For traders pondering whether to chase added gains in XSD, the critical question is whether AI infrastructure momentum persists through the second half of 2026. The AI cycle has shown remarkable durability, supported by ongoing deployments in cloud, edge computing, and enterprise AI initiatives. If this backdrop holds, XSD’s breadth could continue to outpace more concentrated funds that tilt towards a few premier chips.

Investor Takeaways
Investor Takeaways

From a risk perspective, the equal-weight framework means investors should be prepared for more pronounced swings if a single group of suppliers experiences a setback. That could come from supply chain shifts, memory pricing dynamics, or changes in capex cycles among hyperscalers. Diversification within the semiconductor space remains a central thesis for XSD, but it is not a shield against sector-specific volatility.

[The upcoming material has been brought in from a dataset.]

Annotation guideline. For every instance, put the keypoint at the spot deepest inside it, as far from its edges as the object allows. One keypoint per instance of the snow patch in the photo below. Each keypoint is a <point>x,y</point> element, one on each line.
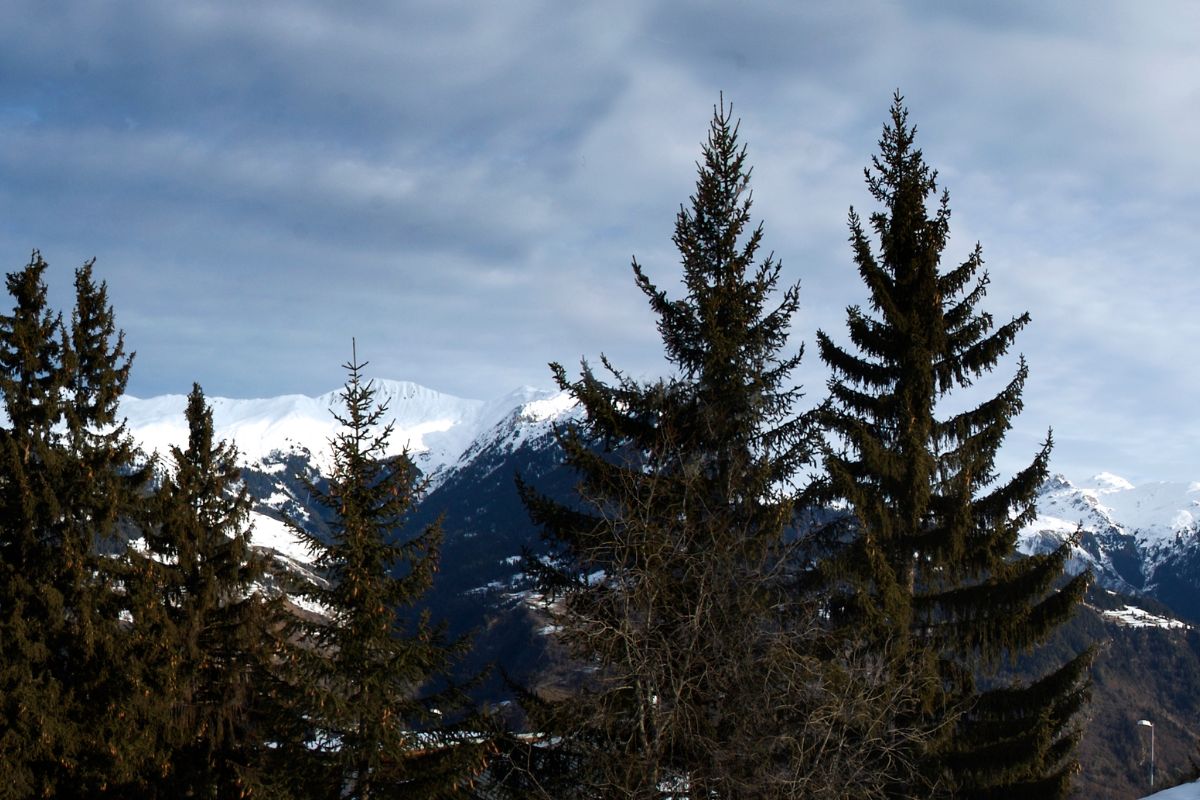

On the horizon, the sector’s sensitivity to macro conditions—interest rates, inflation trends, and geopolitical developments—will shape how the chip rally evolves. Analysts caution that while AI-driven demand offers a powerful tailwind, any moderation in data-center growth or a pullback in capex could compress gains across the board. Investors should weigh the potential for continued gains against the possibility of increased volatility as market conditions shift.

Bottom Line

The latest move in XSD underscores a dynamic that investors have come to recognize: semiconductor pops 12%, intel is a reality check for ETF fans who value breadth over concentration. The equal-weight structure has produced a compelling ride by broadening participation across the sector, but it also elevates the risk that a single laggard — in this case, a legacy name with AI-adjacent competitors — can temper the overall trajectory.

As February 2026 progresses, the key questions for investors are clear: Will AI infrastructure spend stay elevated enough to keep broad semiconductor demand robust? And will Intel or other laggards close the gap with the rest of the group, or will the dispersion persist? The answers will help determine whether XSD can sustain its current pace or face a period of consolidation while the market sorts out winners from laggards in a rapidly evolving landscape.